Zookeeper
1. Zookeeper
1.1 概念
Zookeeper 是 Apache Hadoop 项目下的一个子项目,是一个树形目录服务。Zookeeper 翻译过来就是动物园管理员,它是用来管 Hadoop(大象)、Hive(大象)、Pig(小猪)的管理员,简称 ZK。
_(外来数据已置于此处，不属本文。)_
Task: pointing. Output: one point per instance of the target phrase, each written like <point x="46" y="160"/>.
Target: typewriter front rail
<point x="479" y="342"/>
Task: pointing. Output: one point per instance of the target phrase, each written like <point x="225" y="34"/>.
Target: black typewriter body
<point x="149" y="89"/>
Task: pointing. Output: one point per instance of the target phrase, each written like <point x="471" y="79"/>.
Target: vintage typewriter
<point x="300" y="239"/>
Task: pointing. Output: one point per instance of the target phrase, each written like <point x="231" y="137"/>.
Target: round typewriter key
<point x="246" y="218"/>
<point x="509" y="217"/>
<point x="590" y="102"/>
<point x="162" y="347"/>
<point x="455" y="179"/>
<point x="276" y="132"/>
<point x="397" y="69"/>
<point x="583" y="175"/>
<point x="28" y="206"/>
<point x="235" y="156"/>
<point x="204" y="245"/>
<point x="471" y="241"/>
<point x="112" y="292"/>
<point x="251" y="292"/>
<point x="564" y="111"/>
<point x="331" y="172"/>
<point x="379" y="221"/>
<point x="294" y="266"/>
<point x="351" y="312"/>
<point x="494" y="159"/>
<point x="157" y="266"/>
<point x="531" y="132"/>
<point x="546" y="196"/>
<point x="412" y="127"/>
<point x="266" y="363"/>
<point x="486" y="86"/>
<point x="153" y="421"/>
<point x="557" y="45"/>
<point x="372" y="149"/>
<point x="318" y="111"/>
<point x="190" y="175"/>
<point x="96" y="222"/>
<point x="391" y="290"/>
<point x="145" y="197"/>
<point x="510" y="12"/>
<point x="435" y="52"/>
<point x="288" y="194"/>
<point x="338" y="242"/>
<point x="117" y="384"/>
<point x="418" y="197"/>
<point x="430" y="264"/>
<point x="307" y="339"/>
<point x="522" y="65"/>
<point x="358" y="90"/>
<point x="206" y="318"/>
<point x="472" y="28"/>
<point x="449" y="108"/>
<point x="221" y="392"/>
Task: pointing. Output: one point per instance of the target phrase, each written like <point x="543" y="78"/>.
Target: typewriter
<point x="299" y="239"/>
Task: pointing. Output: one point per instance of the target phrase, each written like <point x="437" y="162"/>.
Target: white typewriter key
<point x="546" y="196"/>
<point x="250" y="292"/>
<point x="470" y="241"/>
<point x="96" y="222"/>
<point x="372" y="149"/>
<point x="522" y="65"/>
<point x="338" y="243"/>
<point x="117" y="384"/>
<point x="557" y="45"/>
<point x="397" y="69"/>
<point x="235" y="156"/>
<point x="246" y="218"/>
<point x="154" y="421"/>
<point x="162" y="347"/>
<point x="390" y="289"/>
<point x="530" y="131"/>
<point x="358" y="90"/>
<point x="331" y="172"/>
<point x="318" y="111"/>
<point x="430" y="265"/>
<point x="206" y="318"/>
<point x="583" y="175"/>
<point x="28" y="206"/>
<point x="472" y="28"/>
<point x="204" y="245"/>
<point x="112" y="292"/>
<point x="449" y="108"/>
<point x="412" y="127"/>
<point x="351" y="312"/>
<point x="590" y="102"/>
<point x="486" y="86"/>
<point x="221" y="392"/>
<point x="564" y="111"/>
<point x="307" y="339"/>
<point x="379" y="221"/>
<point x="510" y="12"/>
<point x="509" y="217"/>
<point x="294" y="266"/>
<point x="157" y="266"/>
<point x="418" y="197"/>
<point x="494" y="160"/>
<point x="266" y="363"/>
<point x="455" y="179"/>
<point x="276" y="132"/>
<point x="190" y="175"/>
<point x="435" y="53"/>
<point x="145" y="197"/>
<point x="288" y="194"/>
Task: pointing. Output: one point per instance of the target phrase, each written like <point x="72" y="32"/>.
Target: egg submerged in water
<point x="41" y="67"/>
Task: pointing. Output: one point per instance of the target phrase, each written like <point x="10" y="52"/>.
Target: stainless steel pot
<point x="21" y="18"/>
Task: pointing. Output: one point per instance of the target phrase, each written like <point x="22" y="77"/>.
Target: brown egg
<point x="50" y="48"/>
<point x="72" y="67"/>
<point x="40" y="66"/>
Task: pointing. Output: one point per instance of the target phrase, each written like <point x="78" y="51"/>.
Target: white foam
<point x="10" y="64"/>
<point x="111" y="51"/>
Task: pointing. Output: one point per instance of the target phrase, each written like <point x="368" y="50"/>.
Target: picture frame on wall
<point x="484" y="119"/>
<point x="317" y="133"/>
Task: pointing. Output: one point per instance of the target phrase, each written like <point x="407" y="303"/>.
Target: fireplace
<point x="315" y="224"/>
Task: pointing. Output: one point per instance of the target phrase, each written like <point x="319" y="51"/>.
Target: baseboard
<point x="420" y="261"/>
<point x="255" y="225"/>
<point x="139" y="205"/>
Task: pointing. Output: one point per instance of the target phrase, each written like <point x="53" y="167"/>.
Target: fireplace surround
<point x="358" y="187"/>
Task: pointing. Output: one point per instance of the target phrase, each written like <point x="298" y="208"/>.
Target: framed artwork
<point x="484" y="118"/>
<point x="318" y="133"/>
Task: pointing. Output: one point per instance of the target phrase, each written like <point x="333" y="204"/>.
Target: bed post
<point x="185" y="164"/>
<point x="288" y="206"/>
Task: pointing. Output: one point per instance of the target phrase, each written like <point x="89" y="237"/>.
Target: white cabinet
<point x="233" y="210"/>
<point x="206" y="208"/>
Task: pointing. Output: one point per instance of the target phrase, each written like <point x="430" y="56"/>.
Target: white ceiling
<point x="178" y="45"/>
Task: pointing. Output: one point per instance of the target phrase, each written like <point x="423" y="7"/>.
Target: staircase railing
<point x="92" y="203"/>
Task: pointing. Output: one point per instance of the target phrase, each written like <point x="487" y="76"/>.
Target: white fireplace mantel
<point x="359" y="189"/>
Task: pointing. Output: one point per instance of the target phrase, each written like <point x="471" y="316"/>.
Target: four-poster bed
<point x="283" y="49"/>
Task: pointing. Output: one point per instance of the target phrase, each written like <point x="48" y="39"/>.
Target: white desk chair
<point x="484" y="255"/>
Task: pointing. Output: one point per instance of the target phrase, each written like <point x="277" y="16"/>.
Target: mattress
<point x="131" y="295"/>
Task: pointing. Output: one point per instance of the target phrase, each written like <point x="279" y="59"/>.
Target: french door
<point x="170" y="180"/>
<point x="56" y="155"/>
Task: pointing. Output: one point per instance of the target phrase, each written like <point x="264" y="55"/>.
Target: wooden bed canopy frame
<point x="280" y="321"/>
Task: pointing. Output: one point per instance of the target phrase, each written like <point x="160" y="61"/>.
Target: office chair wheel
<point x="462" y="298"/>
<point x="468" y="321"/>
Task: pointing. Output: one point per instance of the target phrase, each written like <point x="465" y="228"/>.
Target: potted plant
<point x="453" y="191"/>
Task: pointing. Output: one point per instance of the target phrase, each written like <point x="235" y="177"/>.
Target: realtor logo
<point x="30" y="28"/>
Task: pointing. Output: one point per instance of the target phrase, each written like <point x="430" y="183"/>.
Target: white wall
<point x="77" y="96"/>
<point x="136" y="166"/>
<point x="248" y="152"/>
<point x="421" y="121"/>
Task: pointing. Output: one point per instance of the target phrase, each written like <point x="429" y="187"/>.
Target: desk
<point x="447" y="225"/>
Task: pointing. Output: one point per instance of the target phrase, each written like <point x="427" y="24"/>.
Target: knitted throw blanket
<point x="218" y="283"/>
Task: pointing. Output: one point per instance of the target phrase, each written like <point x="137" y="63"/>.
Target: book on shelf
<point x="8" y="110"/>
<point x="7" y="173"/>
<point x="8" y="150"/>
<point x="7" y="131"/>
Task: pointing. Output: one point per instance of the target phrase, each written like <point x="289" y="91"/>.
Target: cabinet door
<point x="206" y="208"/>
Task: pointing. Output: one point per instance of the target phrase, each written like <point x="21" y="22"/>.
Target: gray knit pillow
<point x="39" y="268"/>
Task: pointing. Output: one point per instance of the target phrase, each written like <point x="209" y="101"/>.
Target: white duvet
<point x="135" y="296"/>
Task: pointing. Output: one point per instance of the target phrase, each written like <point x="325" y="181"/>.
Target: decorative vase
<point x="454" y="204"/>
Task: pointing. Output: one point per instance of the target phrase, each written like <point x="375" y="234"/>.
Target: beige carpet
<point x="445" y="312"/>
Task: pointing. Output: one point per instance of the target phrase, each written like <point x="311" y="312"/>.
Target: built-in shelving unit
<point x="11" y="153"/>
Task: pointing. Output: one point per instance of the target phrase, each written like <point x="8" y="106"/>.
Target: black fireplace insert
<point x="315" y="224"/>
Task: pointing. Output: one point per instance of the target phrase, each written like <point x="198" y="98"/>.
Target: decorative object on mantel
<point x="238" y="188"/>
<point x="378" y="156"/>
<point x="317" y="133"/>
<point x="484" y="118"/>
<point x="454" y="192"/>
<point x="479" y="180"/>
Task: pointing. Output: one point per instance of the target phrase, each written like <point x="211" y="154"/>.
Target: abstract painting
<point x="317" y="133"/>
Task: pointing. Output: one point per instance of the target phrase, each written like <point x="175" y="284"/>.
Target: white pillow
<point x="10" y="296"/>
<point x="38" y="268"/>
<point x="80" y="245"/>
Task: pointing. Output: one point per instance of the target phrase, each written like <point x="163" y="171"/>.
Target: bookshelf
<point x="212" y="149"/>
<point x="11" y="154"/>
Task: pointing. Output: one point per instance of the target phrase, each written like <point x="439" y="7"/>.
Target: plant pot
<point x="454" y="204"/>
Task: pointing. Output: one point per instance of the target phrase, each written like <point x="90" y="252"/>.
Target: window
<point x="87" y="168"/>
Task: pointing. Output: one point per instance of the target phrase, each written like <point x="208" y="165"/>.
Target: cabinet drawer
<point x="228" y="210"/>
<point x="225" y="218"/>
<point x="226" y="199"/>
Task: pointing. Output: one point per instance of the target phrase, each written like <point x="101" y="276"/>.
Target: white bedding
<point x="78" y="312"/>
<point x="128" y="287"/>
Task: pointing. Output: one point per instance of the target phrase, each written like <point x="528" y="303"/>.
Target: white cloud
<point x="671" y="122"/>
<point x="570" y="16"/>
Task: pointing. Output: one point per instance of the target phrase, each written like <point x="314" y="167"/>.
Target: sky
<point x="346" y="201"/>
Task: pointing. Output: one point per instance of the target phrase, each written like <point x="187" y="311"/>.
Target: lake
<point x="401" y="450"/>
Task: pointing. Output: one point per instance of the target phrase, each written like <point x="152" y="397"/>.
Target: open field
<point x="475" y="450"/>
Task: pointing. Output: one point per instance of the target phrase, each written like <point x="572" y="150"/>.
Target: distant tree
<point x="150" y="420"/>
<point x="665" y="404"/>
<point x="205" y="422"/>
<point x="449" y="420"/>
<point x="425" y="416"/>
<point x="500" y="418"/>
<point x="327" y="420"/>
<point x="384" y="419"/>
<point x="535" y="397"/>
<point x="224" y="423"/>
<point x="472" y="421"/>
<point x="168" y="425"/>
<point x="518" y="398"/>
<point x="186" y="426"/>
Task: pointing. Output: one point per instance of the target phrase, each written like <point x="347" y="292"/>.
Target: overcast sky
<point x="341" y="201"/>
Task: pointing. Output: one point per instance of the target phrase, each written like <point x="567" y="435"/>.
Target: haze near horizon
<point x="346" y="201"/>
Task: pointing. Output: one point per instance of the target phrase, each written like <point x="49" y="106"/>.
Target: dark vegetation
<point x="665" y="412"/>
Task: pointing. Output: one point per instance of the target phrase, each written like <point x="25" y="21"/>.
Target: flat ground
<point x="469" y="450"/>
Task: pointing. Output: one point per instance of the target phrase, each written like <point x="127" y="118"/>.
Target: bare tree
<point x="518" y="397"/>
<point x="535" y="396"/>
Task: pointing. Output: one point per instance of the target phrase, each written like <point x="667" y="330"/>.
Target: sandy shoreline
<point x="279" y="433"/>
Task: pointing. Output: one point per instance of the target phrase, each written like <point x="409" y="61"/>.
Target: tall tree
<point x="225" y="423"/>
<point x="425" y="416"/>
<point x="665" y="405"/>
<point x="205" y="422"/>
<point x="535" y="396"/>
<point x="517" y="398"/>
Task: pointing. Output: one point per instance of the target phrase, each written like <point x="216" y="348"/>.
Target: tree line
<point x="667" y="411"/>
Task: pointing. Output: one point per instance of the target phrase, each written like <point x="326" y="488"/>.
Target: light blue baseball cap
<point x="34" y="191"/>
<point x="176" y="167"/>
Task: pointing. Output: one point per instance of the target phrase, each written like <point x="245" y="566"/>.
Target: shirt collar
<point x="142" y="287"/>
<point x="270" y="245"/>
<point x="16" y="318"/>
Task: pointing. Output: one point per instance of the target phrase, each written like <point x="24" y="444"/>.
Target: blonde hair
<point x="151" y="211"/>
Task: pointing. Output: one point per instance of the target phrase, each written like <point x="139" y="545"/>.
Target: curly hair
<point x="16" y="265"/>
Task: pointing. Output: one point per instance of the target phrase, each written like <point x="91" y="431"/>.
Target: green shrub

ZK 是一个分布式的、开源的分布式应用程序的协调服务。其提供的主要功能包括:
- 配置管理
- 分布式锁
- 集群管理
1.2 安装
zk 是用 Java 写的,去官网 Apache ZooKeeper 下载解压就可以了。
1.3 数据模型
ZK 是一个树形目录服务,其数据模型和 Unix 的文件系统目录树很类似,拥有一个层次化结构。
Unix | ZK |
---|---|
![]() | ![]() |
- 其中每一个节点都被称为
ZNode
,每个节点上都会保存自己的数据和节点信息。 - 节点可以拥有子节点,同时也允许少量(默认 1MB)数据存储在该节点之下。
ZNode
可以分为四大类:PERSISTENT
:持久化节点。这类节点被创建后,就会一直存在于 Zk 服务器上。直到手动删除。PERSISTENT_SEQUENTIAL
:持久化顺序节点,-s
。它的基本特性同持久节点,不同在于增加了顺序性。父节点会维护一个自增整性数字,用于子节点的创建的先后顺序。EPHEMERAL
:临时节点,-e
。临时节点的生命周期与客户端的会话绑定,一旦客户端会话失效(并非指 TCP 连接断开),那么这个节点就会被自动清理掉。zk 规定临时节点只能作为叶子节点。EPHEMERAL_SEQUENTIAL
:临时顺序节点,-es
。基本特性同临时节点,添加了顺序的特性。
Znode 数据节点的代码如下,其中包含了「存储数据、访问权限、子节点引用、节点状态信息」:
public class DataNode implements Record {
byte data[];
Long acl;
public StatPersisted stat;
private Set<String> children = null;
}
- 「data」:znode 存储的业务数据信息
- 「ACL」:记录客户端对 znode 节点的访问权限,如 IP 等。
- 「child」:当前节点的子节点引用
- 「stat」:包含 Znode 节点的状态信息,比如 「事务 id、版本号、时间戳」 等等。
1.4 监听机制
Watcher 监听机制
Zookeeper 允许客户端向服务端的某个 Znode 注册一个 Watcher 监听,当服务端的一些指定事件触发了这个 Watcher,服务端会向指定客户端发送一个事件通知来实现分布式的通知功能,然后客户端根据 Watcher 通知状态和事件类型做出业务上的改变。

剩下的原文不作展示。